I've been thinking recently about identity. What it means, what mine is, how do we know ourselves.
I was watching Moana with my daughter and there is a moment toward the end where Moana is having a crisis of faith in herself and her calling. She gets some good advice, and then she begins to identify the parts of herself that are foundational to who she is. She loves her island, she loves the sea, her role in her family and her community, she lists the struggles and challenges she has already faced and overcome. She draws these together and identifies herself by all of them.
I was also having a conversation recently with a friend and it also got me thinking. How did I arrive at my identity? That intimate self-knowledge and awareness. Who even am I? How do I know? I wish I could say that I had a beautiful musical montage and awakening to self and at the end was confidently able to declare to the universe, "I am Leia!" but not so much.

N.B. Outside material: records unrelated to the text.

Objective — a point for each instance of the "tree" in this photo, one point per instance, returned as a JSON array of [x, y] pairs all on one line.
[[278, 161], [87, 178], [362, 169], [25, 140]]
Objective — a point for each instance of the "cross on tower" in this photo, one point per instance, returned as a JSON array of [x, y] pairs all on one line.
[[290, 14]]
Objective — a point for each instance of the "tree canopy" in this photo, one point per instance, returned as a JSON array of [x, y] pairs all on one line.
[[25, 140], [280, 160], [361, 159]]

This is, as best I can tell, what really happened. For many years, I wrapped my identity in my pain, my trauma, and my anger. It drove me until it broke me. And then, sitting there in the shattered pieces of who I thought I was, I found a piece of myself that I didn't hate. I found compassion for someone else.
Compassion was my first step, my first building block. But who am I? I am a girl who loves to write. So I write. I write a lot. I write my pain, and anger, and shame, and guilt, and somehow it helps. So I have compassion and writing. I find that I love my family, this weird bunch of people with funny edges that seem to fit mine. So now, family is important and necessary, and I'm adding people to it because family isn't just what you are born into.
Over the years I have added empathy, a love of fantasy novels, the joy of cooking. I love making people laugh. I love singing (in choir, no karaoke solos for me!). Knit these all together, and it gives you a picture of me.
But still...are these things me? I am, and am not, all of these things. I am, and am not, any label that I might choose or have ascribed to me. The person sitting here, writing all of this, thinking these thoughts, is me, but I seem to be on an endless quest to discover exactly who this person is and how they fit into the world.
And at the end of the day, what is me except a lot of fat sitting in salt water with electricity running through it?